From July 1 through the 16th Dr. LouAnn Wurst of Western Michigan University, Mark Hoock a doctoral student from American University in Washington D.C., Aaron Howe a graduate assistant Western Michigan University, and a team of nine field school students returned to Apple Island to continue the archaeological investigation of the Campbell occupation. As part of our project goals, we excavated around the Campbell and Harvey houses, ultimately broadening our understanding of how these families, who were important to the construction of Detroit, made use of their vacation island.
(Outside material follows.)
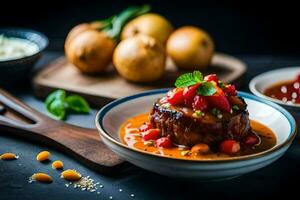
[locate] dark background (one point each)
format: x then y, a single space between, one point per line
238 27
While it was a short field season, it was especially productive. We spent two busy weeks on Apple Island collecting an impressive 6545 artifacts. From porcelain tableware to rusted nails, the patterns that emerged from these artifacts are already helping us piece together the vacation experience of the Campbells. A Rockingham ware pitcher with a hunting scene decoration, bullets, fishing hooks, fish and small mammal bones all speak to an interest in sport hunting and competitive activities. A blue transfer print plate with a priory pattern and two molded gothic paneled plates, taken in light of the 32 communion glasses found during the 2013 field season further support the Campbell family’s strong religious influence. Even Native American pottery found amongst the 19th century artifacts coupled with historical narratives, which discussed Forrest Campbell orchestrating the performance of a Native American ritual makes for an interesting consideration of the Campbell’s curiosity and perhaps admiration for Early Americans. We also found 65 smoking pipe fragments including 19 individual pipes, indicating a striking amount of smoking.
The information the 2014 field season yielded combined with the data collected in 2013 supports Apple Island’s eligibility as a state recognized historic property. Dr. Wurst and Skylar Bauer of WMU are sending the completed questionnaire for evaluation by the Michigan State Historic Preservation Office (MISHPO). Furthermore, Skylar is continuing to collect the necessary documentation and writing up the official National Register of Historic Places Registration Form in order to successfully place Apple Island on the National Register.
Additionally, the data collected furthers the scope of Mark Hoock’s dissertation project, which focuses on the Campbell’s social position, maintained through social relations and performances on Apple Island.
We would also very much like to thank the West Bloomfield Historic Society for their support of the Apple Island Archaeological Project.